No. I never regretted this work or being here, even though it was terrifying. If anything, I found my calling. I wasn’t afraid to be the person watching someone die, or being with them when they were. I was good at being present as they passed, and I could work under a tremendous amount of stress.
How did you find the strength to face your fears?
I didn’t have a choice. You can’t run away from this kind of work. I found my ability to be challenged and then I found the strength to stay. I didn’t have the luxury of leaving sick people, nor did I want to. Someone had to be there. I knew it had to be me.
Once you were accepted into a nursing program, you realized you were one of the oldest people attending. What was that like?
I felt out of place. Most everyone was 20, 25-year-olds, pursuing nursing shortly after getting their first degree. They were bubbly. I didn’t feel part of that excited buzz. But Gen Z is a welcoming group. They didn’t have the judgment that was inside of me. Once we broke into clinical groups, we became very tight and depended on each other. We shared a lot of intense moments that gave me strength because we supported one another.
How did it feel to have the younger students call you Mom?
It was endearing. I watched out for them and made sure everybody was OK. I would bring food in case somebody hadn’t eaten. I became the person they turned to if they were going through a hard moment. I had experience from being older, something no one else had. And they made me feel I mattered; that made me feel special. I learned from them, too.
What has being a nurse taught you?
I’ve never had a job that was so meaningful or made me feel I was serving a purpose. Facing death helped me realize you can’t give up. Through nursing, I’ve learned life is going to be incredibly hard, and it’s going to hurt, but you have to make the choice to keep fighting — that’s part of living. I learned I matter, and I matter to people who are dying and who want me by their side as they are doing it.

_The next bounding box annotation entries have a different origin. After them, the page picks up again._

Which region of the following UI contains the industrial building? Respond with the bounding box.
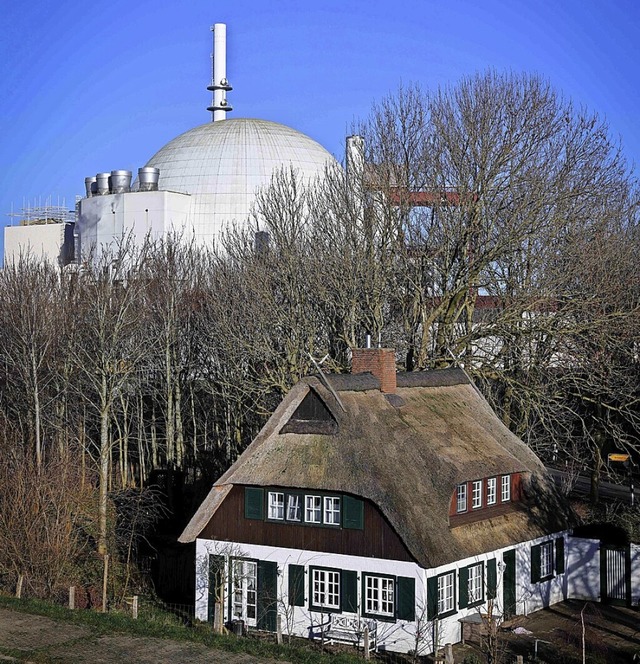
[76,23,334,261]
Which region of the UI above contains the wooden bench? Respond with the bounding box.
[314,613,378,650]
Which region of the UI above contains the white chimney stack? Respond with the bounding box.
[207,23,233,122]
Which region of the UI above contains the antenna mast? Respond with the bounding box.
[207,23,233,122]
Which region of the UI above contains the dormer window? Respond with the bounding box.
[324,496,340,526]
[487,477,498,505]
[269,491,284,521]
[471,480,482,510]
[304,496,322,523]
[456,482,467,513]
[287,494,302,521]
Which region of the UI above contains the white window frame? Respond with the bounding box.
[304,496,322,523]
[540,540,554,579]
[467,563,484,604]
[324,496,340,526]
[500,475,511,503]
[268,491,284,521]
[287,493,302,521]
[438,572,456,616]
[364,574,396,618]
[456,482,467,514]
[311,567,340,611]
[487,477,498,505]
[471,480,482,510]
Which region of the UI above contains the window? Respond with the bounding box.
[501,475,511,503]
[287,494,302,521]
[467,563,484,604]
[487,477,498,505]
[269,491,284,520]
[438,572,455,616]
[304,496,322,523]
[531,537,564,583]
[324,496,340,526]
[311,568,340,610]
[540,542,553,579]
[471,480,482,510]
[364,575,395,616]
[456,483,467,512]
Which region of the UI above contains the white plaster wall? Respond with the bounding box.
[631,544,640,606]
[196,533,578,654]
[196,539,430,652]
[566,537,600,601]
[516,532,568,616]
[77,191,193,260]
[4,223,65,265]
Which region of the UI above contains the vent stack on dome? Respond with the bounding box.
[96,173,111,196]
[84,175,97,198]
[138,166,160,191]
[207,23,233,122]
[109,171,131,194]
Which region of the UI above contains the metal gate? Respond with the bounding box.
[600,546,631,604]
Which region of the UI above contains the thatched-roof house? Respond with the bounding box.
[180,349,571,650]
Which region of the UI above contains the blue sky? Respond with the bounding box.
[0,0,640,254]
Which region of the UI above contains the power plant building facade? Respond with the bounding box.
[76,24,335,262]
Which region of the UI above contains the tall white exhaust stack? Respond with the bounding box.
[207,23,233,122]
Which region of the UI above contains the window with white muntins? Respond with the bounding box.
[438,572,455,615]
[471,480,482,510]
[456,483,467,512]
[311,569,340,609]
[501,475,511,503]
[487,477,498,505]
[364,575,395,616]
[269,491,284,520]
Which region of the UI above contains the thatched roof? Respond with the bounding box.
[180,369,567,567]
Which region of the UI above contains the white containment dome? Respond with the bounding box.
[147,118,335,245]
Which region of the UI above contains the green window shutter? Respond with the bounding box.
[244,486,264,521]
[207,554,224,623]
[458,567,469,609]
[289,565,304,606]
[340,570,358,613]
[487,558,498,599]
[531,544,541,583]
[258,560,278,632]
[342,496,364,530]
[396,576,418,620]
[556,537,564,574]
[427,576,438,620]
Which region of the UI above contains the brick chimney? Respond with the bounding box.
[351,348,396,394]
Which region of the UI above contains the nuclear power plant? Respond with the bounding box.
[5,23,335,264]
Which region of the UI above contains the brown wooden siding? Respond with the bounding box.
[199,486,413,562]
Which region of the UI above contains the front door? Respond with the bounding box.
[600,545,631,604]
[502,549,516,618]
[231,560,258,627]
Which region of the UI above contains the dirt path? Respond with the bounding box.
[0,608,273,664]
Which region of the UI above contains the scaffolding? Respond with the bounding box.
[8,197,76,226]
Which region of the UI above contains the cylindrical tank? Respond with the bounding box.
[84,175,96,198]
[138,166,160,191]
[96,173,111,196]
[110,171,131,194]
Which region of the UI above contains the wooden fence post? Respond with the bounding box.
[102,553,109,613]
[16,574,24,599]
[362,625,371,659]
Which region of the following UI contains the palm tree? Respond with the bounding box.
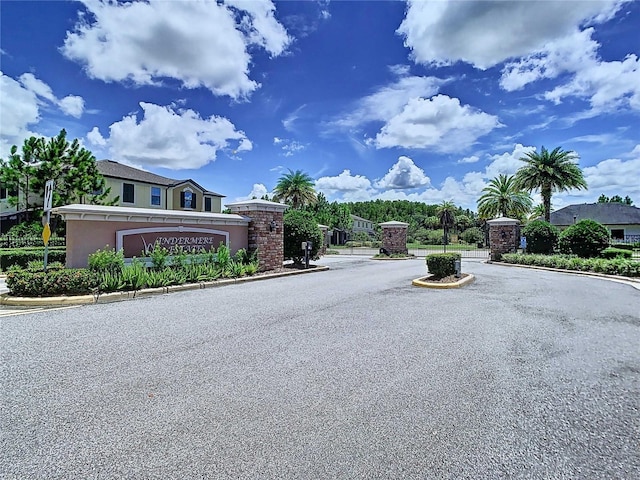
[436,200,458,252]
[529,203,553,220]
[516,147,587,222]
[478,174,533,218]
[273,169,317,209]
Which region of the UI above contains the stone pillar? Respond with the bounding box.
[227,200,289,272]
[487,217,520,261]
[380,222,409,255]
[318,223,331,256]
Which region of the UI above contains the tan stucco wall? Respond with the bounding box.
[67,220,248,268]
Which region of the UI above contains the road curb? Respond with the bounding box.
[0,266,329,307]
[411,273,476,289]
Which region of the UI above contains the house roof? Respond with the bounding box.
[551,203,640,226]
[96,160,224,197]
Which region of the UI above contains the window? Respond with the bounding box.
[151,187,160,207]
[122,183,135,203]
[180,188,196,209]
[611,228,624,240]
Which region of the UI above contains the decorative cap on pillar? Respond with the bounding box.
[487,217,520,226]
[226,199,289,213]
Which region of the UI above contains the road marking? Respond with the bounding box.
[0,305,82,318]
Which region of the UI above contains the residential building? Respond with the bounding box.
[96,160,224,213]
[550,203,640,243]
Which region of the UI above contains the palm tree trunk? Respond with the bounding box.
[540,187,551,223]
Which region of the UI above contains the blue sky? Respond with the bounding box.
[0,0,640,210]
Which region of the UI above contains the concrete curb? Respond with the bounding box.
[0,266,329,307]
[485,260,640,290]
[411,273,476,289]
[370,256,418,262]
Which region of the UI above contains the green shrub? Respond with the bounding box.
[560,219,610,258]
[460,227,484,244]
[426,253,462,278]
[284,209,324,265]
[522,220,560,254]
[87,245,124,273]
[502,253,640,277]
[0,247,67,270]
[600,247,633,259]
[7,268,100,297]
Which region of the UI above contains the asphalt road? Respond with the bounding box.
[0,257,640,480]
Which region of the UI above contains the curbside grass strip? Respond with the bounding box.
[411,273,476,289]
[0,266,329,307]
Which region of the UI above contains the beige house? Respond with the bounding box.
[96,160,224,213]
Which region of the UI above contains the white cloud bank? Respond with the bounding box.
[397,0,640,117]
[375,95,501,152]
[61,0,291,99]
[0,71,84,158]
[87,102,253,170]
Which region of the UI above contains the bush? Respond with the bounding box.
[7,268,100,297]
[522,220,560,254]
[88,245,124,273]
[502,253,640,277]
[600,247,633,259]
[611,243,634,252]
[0,247,67,270]
[426,253,462,278]
[460,227,484,244]
[284,209,324,265]
[560,220,610,258]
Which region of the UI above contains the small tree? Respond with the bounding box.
[522,220,560,254]
[560,219,610,258]
[284,209,324,265]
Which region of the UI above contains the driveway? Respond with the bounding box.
[0,257,640,479]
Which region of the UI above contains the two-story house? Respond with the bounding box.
[96,160,224,213]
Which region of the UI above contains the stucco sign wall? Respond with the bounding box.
[116,226,229,258]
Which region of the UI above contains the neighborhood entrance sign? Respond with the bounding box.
[116,226,229,258]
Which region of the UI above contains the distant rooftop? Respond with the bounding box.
[96,160,224,197]
[551,203,640,225]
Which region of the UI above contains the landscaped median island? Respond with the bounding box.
[411,253,475,288]
[0,244,326,305]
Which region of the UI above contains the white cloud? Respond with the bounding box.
[0,71,84,157]
[61,0,291,98]
[101,102,252,170]
[315,170,371,195]
[58,95,84,118]
[397,0,624,69]
[375,155,431,190]
[87,127,107,147]
[458,155,480,167]
[375,95,501,152]
[334,75,445,128]
[484,143,536,180]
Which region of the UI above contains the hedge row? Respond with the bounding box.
[0,247,67,271]
[502,253,640,277]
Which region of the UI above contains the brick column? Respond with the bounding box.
[227,200,288,271]
[487,217,520,261]
[380,222,409,254]
[318,223,331,256]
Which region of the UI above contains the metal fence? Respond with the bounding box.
[0,235,67,248]
[328,245,489,258]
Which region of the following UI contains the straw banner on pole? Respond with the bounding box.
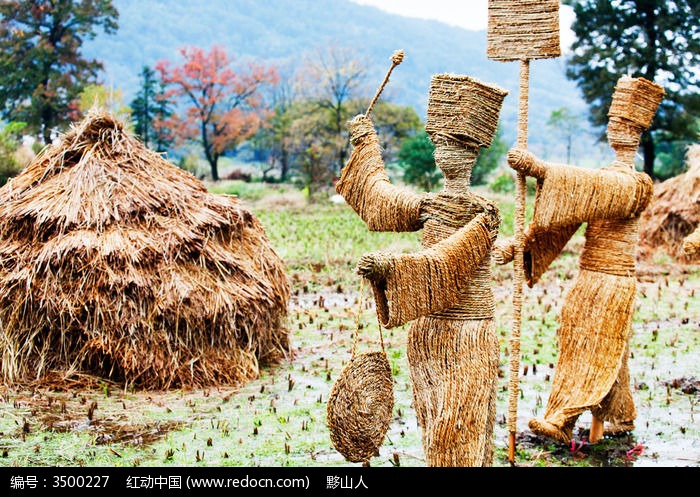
[487,0,561,464]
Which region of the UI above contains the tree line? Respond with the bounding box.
[0,0,700,191]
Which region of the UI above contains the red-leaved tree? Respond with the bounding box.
[156,46,279,181]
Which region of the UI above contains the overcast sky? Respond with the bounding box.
[352,0,573,51]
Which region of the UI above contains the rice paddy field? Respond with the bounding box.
[0,183,700,467]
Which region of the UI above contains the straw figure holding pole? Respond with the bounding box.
[336,58,507,466]
[494,76,664,444]
[487,0,561,464]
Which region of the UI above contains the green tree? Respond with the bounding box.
[547,107,582,164]
[398,131,442,191]
[372,100,423,162]
[563,0,700,177]
[0,0,119,143]
[131,66,175,152]
[471,124,508,185]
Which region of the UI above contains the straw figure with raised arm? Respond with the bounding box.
[336,70,507,466]
[494,76,664,443]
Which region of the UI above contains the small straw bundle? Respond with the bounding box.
[326,280,394,465]
[425,74,508,147]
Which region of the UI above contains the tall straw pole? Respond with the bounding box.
[487,0,561,465]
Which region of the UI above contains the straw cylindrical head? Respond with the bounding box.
[608,76,664,129]
[425,74,508,147]
[486,0,561,61]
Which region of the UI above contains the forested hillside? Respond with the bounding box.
[85,0,604,159]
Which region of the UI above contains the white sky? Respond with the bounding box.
[352,0,574,51]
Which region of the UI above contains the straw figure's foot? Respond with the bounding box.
[528,418,571,444]
[605,421,634,436]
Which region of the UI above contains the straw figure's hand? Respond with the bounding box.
[357,252,388,281]
[349,114,377,145]
[508,148,547,179]
[491,238,515,265]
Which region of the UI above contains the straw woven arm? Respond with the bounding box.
[508,149,654,231]
[357,212,500,328]
[336,115,427,232]
[492,223,581,288]
[507,148,547,179]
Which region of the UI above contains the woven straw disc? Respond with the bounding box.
[326,351,394,462]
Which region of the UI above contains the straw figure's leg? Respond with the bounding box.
[406,317,499,466]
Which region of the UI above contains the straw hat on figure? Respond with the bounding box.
[336,74,507,466]
[494,76,664,443]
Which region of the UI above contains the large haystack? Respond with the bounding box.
[0,111,289,388]
[639,144,700,261]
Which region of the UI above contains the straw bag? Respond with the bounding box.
[326,280,394,463]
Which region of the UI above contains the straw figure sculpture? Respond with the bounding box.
[0,109,289,388]
[336,74,507,466]
[494,76,664,443]
[639,143,700,262]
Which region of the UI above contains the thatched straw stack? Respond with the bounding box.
[639,143,700,260]
[0,110,289,388]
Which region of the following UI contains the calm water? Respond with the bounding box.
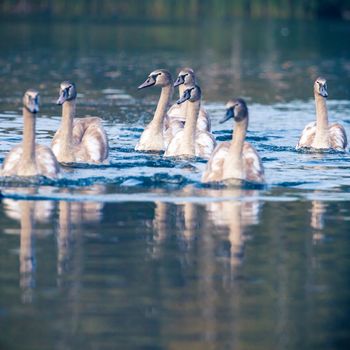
[0,20,350,350]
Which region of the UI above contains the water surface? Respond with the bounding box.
[0,20,350,349]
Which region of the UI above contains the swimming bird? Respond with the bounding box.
[202,98,265,183]
[1,89,60,178]
[166,68,211,132]
[296,77,347,151]
[164,85,216,158]
[135,69,176,152]
[51,81,109,164]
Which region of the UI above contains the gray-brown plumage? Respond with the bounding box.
[296,77,347,151]
[51,81,109,163]
[1,89,60,178]
[202,99,265,183]
[164,85,216,158]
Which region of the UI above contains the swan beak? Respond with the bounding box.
[138,76,156,90]
[219,108,235,124]
[27,99,39,113]
[56,90,67,105]
[176,89,191,105]
[174,75,185,87]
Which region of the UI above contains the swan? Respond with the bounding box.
[2,89,60,178]
[51,81,109,163]
[202,98,265,183]
[296,77,347,151]
[166,68,211,132]
[135,69,178,152]
[164,85,216,158]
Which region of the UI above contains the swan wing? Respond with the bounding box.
[295,122,316,149]
[164,129,183,157]
[163,120,184,148]
[1,145,23,176]
[242,142,265,183]
[73,117,108,163]
[196,131,216,159]
[329,123,348,150]
[35,145,60,179]
[202,142,230,182]
[197,107,211,132]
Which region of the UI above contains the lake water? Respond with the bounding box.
[0,19,350,350]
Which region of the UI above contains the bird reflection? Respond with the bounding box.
[310,201,327,244]
[57,185,105,286]
[207,188,260,270]
[57,201,72,285]
[3,188,54,303]
[18,201,36,303]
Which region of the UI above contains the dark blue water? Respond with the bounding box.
[0,21,350,349]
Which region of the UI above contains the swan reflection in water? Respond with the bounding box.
[310,200,327,244]
[2,188,54,303]
[2,185,104,303]
[206,188,261,272]
[153,188,261,274]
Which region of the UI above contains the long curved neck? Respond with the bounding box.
[229,117,248,160]
[22,108,35,164]
[60,100,76,154]
[151,84,173,132]
[315,92,329,146]
[183,100,201,156]
[179,84,190,118]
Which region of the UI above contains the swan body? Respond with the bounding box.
[202,99,265,183]
[166,68,211,132]
[164,85,216,158]
[1,90,60,178]
[296,77,347,151]
[51,81,109,164]
[135,69,174,152]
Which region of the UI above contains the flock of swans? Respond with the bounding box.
[1,68,347,184]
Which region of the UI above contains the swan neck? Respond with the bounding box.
[61,100,76,154]
[230,118,248,159]
[315,93,328,134]
[152,84,173,131]
[183,100,200,155]
[22,108,36,165]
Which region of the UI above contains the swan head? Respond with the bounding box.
[314,77,328,98]
[23,89,40,113]
[176,85,202,105]
[56,80,77,105]
[220,98,248,124]
[174,68,196,87]
[138,69,173,89]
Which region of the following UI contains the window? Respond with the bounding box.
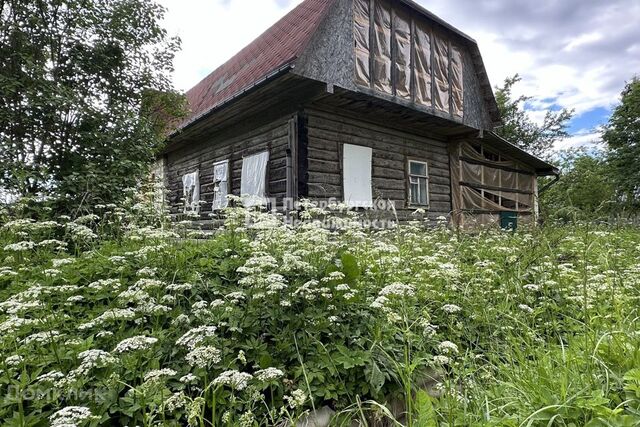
[409,160,429,206]
[240,151,269,207]
[342,144,373,208]
[182,171,200,213]
[213,160,229,211]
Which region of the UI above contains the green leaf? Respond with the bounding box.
[414,390,438,427]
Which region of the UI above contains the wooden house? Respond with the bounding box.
[159,0,558,229]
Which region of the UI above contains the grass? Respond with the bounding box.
[0,200,640,427]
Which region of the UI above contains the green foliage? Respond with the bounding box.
[602,78,640,211]
[540,150,621,221]
[0,0,184,211]
[0,197,640,427]
[495,74,574,158]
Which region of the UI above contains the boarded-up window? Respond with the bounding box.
[413,23,431,107]
[353,0,465,120]
[353,0,371,86]
[213,160,229,211]
[182,171,200,213]
[240,151,269,207]
[451,46,464,117]
[393,11,411,99]
[409,160,429,206]
[433,35,449,113]
[373,0,392,94]
[342,144,373,207]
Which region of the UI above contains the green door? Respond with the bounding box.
[500,211,518,231]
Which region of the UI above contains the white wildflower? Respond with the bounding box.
[176,326,218,350]
[438,341,458,354]
[185,346,222,369]
[144,368,177,382]
[442,304,462,314]
[113,336,158,353]
[212,370,253,390]
[518,304,533,314]
[254,368,284,382]
[49,406,100,427]
[4,354,24,368]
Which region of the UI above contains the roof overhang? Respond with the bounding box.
[167,61,294,139]
[481,132,560,176]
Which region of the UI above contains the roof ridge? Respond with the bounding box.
[178,0,336,129]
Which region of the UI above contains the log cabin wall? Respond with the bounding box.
[300,109,451,220]
[166,116,294,221]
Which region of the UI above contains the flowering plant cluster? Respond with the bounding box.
[0,196,640,426]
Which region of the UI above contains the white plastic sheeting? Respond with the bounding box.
[451,45,464,117]
[240,151,269,207]
[373,0,393,94]
[449,141,537,226]
[393,10,411,99]
[212,160,229,211]
[182,171,200,213]
[353,0,371,86]
[433,35,450,113]
[413,22,431,107]
[343,144,373,208]
[353,0,465,119]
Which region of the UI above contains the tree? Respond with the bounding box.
[602,78,640,208]
[0,0,183,212]
[496,74,573,158]
[540,149,616,220]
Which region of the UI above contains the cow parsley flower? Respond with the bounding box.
[176,326,218,350]
[49,406,100,427]
[22,331,62,345]
[180,374,198,384]
[212,370,253,391]
[74,350,117,375]
[284,389,307,409]
[36,371,64,383]
[438,341,459,354]
[254,368,284,382]
[518,304,533,314]
[4,354,24,368]
[185,346,222,369]
[442,304,462,314]
[144,368,177,382]
[164,391,187,412]
[113,336,158,353]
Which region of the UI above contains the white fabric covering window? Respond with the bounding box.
[240,151,269,207]
[409,160,429,206]
[343,144,373,208]
[182,171,200,213]
[213,160,229,211]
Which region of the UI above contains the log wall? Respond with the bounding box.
[166,116,292,220]
[300,110,451,219]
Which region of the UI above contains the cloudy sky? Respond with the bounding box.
[159,0,640,148]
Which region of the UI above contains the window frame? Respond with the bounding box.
[240,148,271,208]
[211,159,231,212]
[340,142,374,209]
[182,169,201,215]
[407,158,431,208]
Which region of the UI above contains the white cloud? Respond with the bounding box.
[158,0,640,154]
[158,0,301,91]
[554,129,602,150]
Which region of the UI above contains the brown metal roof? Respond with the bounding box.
[178,0,335,128]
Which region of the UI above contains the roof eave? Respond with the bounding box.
[484,132,560,176]
[167,62,296,139]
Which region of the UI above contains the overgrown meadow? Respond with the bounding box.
[0,196,640,427]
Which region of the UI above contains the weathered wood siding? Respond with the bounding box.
[301,110,451,219]
[166,117,291,220]
[293,0,495,129]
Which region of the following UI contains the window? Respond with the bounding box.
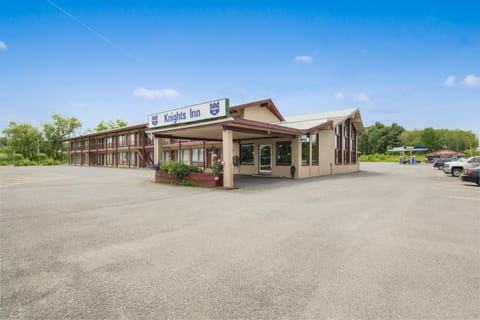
[128,133,137,146]
[302,139,310,166]
[240,143,255,164]
[118,135,127,147]
[277,141,292,166]
[343,120,351,164]
[128,152,137,166]
[335,124,343,164]
[310,134,318,165]
[181,149,190,164]
[192,149,203,167]
[352,126,357,163]
[107,152,113,165]
[107,137,113,148]
[118,152,127,164]
[162,151,170,161]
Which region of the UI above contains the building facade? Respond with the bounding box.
[65,124,154,168]
[63,99,364,187]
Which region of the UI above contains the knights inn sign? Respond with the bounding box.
[148,99,230,129]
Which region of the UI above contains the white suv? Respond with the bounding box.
[443,156,480,177]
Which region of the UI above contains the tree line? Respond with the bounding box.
[0,114,127,165]
[358,122,479,155]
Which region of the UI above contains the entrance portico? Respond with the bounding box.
[149,117,302,188]
[147,99,364,188]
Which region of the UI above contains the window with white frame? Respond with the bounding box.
[118,135,127,147]
[181,149,190,164]
[335,124,343,164]
[162,151,170,161]
[192,148,203,167]
[107,152,113,165]
[118,152,127,165]
[310,134,318,165]
[128,133,137,146]
[107,136,113,148]
[128,151,137,166]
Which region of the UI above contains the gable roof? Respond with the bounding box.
[230,99,285,121]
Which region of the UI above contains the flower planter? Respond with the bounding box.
[155,171,223,188]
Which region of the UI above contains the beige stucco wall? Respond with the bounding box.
[243,106,280,122]
[159,130,359,179]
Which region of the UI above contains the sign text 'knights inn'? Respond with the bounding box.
[148,99,229,128]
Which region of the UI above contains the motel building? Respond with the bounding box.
[66,99,365,188]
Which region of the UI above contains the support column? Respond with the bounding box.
[153,136,163,164]
[222,129,233,188]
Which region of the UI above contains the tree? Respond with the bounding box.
[358,122,405,154]
[3,121,42,160]
[43,114,82,160]
[88,119,128,132]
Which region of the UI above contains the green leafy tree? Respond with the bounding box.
[42,114,82,160]
[3,121,42,159]
[87,119,128,132]
[358,122,405,154]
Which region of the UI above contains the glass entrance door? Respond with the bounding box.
[258,144,272,173]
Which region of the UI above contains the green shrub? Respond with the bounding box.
[38,153,48,163]
[13,159,31,167]
[160,161,200,179]
[12,153,23,162]
[182,179,198,187]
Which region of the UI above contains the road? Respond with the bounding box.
[0,163,480,319]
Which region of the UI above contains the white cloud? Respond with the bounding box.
[443,76,456,87]
[333,91,345,99]
[463,73,480,87]
[294,56,313,63]
[133,88,180,99]
[352,92,370,102]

After 18 months of fighting to save Covid patients, you decided to switch to palliative care. Why?
I burned out. I realized I had to move to another part of nursing. On the I.C.U. floor, I’d received a tutelage in death. I wanted to help people control their death, rather than watch people die flailing and gasping. When we seemed out of the woods for Covid, I started helping the elderly and those with terminal illnesses decide how they wanted to die. I’m now a hospice nurse case manager at Lourdes Hospice, an outpatient home end-of-life care provider, in Vestal, N.Y., where I interact with 20 to 30 families a week. And I’m part of deeper discussions that deal with the dignity of dying.
What have you learned about yourself as you’ve learned to care for others?
I have a voice that carries wisdom. I have a special ability to listen and to see people while being present with them in those very hard moments.
What’s the best piece of advice you can offer?
When it comes to changing your life, you sometimes have to decide to change. Once you do, almost anything is possible. Everything you do contributes to who you are now. Ironically, my yoga, acting and teaching training gave me the ability to stay grounded, present and in the moment. Not one part of your journey, even if you’re not sure what you’re doing, or where it’s going to lead you, is ever wasted. You’re never late; you’ve simply not arrived yet.